Study Guide

I taste a liquor never brewed Society and Class

By Emily Dickinson

Society and Class

Dickinson was from an influential, upper middle-class family and experienced quite a bit of privilege in her life. We're not saying she was a snob or anything, but the influences of her social status come through in "I taste a liquor never brewed" whether it was intentional or not. Though the upper classes were certainly not shy about enjoying an alcoholic beverage or two at gatherings, outright drunkenness was not considered socially appropriate. Being drunk, especially in public, was a very lower-class thing to do, and Dickinson's choice of words and symbols to represent inebriation also shows this socially-influenced opinion.

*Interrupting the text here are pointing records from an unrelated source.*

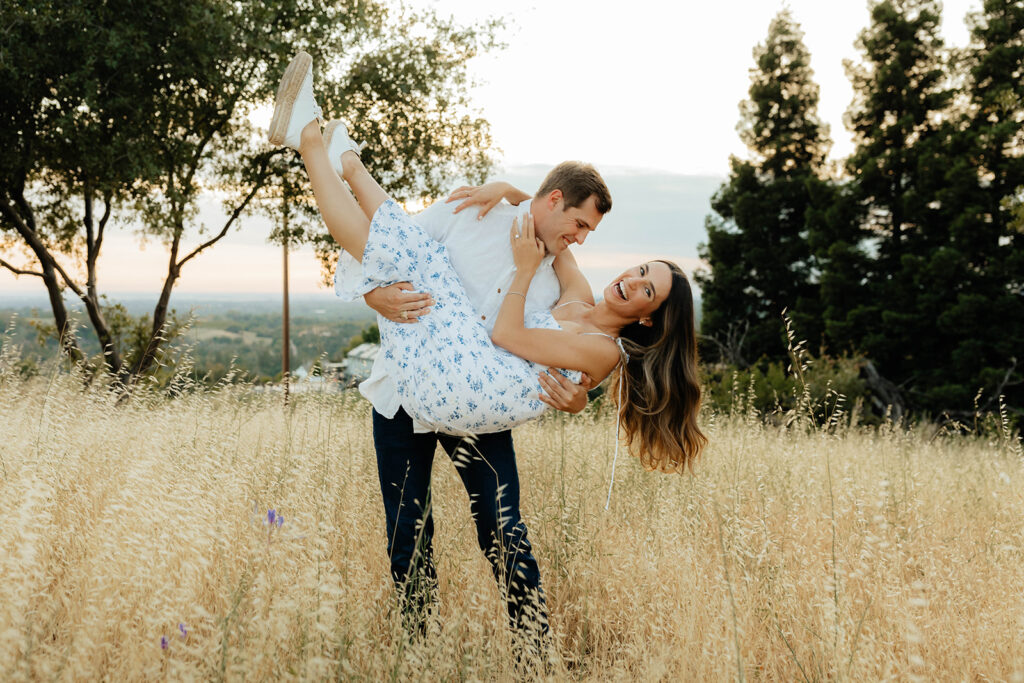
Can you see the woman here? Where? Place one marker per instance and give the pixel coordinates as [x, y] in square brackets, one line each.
[450, 375]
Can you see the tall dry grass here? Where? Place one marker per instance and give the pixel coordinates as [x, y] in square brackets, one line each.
[791, 554]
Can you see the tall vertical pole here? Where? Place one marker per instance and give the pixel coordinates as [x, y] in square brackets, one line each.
[286, 337]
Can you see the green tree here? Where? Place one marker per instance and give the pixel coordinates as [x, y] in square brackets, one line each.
[120, 114]
[757, 245]
[888, 260]
[982, 318]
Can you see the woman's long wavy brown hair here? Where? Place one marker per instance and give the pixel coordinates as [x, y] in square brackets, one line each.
[660, 383]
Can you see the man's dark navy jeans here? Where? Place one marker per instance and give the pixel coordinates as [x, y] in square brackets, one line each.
[486, 465]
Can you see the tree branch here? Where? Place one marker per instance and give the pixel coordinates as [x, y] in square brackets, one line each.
[19, 271]
[235, 214]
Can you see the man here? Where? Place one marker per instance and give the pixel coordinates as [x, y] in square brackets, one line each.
[568, 206]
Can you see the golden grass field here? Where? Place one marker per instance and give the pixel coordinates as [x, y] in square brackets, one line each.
[791, 554]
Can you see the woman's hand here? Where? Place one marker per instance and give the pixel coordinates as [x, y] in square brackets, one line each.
[486, 197]
[527, 251]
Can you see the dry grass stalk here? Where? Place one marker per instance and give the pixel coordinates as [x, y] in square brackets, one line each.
[849, 554]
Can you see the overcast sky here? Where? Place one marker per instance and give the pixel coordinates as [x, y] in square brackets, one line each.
[644, 84]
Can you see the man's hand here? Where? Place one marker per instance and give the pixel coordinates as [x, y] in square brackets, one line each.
[562, 394]
[398, 302]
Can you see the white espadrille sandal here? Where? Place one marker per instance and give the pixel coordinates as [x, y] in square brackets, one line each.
[337, 141]
[295, 107]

Questions About Society and Class

  1. How would it change the poem if Dickinson didn't have these socially-constructed opinions of drunkenness?
  2. Has this attitude toward drinking changed since Dickinson wrote this poem? If so, how? If not, why not?
  3. What conclusions can you draw about Dickinson's own experiences with alcohol and drunkenness based on the poem?

Chew on This

"I taste a liquor never brewed" would have been a very different poem if Dickinson were an alcoholic.

Maybe Dickinson is not as uptight as we thought she was. By equating nature with alcohol, she's actually pointing out the pleasures people can get from both.